Once commissioned, we departed (midst a westerly gale and air-attack off Land's End) to `work-up' from Scapa Flow, spending much of the time acting also as escort for the, later ill-fated, battleship Duke of York which was similarly engaged. Becoming operational coincided with the appearance of U Boats in quantity in the western Atlantic, so we were rushed across to St. Johns, Newfoundland (to be met with the unaccustomed pipe, "The ship will not be darkened" and a snowball fight). We soon settled down to our routine convoy escort duties. Our fuel capacity limited us to shuttling between Halifax, Nova Scotia, mid-Atlantic and St Johns. Inevitably during winter we had our share of fogs and pack-ice on the Grand Banks mixed with gales. At first I admit to doubts whether the ship would break as it shuddered in the head seas or would ever manage to surmount the walls of water that seemed likely to submerge us from astern, as we dawdled with a slow convoy. Likewise, when down-below, confidence in the ship grew as the ship's thin plating withstood the flexing caused by pounding into seas or shoving ice floes aside. The conversion from Ordinary to Able Seaman had started!
We were lucky, although we did a few depth charge attacks and towed back a half-tanker or two and had our look-out duties much sharpened by reports of the pocket battleships Gniesenau or Scharnhorst in the Denmark Strait (the prospects were not good, although we were the best-armed ship to meet them!). Probably the U Boat commanders found no shortage of fatter and less hazardous targets than a new escort destroyer. Lauderdale was among the first to be equipped with gyroscopically controlled stabilizers to reduce rolling and give a more stable `gun-platform'. Usually being outside the range of the Focke-Wulf Condors it was seldom used, because we shipped much more water when it was in use.
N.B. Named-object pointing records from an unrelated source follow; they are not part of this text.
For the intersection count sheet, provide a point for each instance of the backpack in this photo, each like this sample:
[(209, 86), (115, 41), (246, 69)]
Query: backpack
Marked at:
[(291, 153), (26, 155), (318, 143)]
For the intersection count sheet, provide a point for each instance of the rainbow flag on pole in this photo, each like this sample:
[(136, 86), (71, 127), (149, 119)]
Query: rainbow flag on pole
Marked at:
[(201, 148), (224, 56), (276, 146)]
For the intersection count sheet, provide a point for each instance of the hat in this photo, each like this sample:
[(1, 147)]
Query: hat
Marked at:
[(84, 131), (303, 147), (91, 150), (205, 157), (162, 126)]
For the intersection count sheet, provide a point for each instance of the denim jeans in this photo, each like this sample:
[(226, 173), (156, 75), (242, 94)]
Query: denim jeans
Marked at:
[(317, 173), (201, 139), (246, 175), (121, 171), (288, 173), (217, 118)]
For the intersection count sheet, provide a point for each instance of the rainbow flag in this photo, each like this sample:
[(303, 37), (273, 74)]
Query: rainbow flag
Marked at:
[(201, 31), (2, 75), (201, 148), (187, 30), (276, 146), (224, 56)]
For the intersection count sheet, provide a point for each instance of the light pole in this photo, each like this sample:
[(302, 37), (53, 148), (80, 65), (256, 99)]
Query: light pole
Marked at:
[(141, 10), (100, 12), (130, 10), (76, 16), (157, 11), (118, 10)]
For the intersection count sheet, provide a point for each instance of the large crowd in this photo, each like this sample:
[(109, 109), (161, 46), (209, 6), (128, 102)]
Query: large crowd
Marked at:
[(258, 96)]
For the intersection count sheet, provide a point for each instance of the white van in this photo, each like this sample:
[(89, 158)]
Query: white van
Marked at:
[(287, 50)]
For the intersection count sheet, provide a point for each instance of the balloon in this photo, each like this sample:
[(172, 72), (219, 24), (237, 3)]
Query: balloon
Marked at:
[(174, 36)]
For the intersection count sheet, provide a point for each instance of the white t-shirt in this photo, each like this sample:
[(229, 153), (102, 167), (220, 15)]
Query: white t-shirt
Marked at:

However, when passing through merchant ships assembling for convoy in the glassy calm waters of the Bedford Basin at Halifax, we caused amazement on board each as we roared past them blaring our signature tune `A hunting we will go' and rolling wildly as the stabilizers were oscillated in hand control. The Admiralty must soon have decided that a new Hunt class ship should be in waters more likely to require the use of its considerable armament, so when due for a boiler clean we returned to Londonderry and a brief leave, (accompanied by the amazed stares of Birmingham residents as I struggled home with a kit-bag full of little but sugar, butter, tinned meats and a couple of hands of bananas slung across my shoulders). Indeed `Jack' was, briefly, home from sea.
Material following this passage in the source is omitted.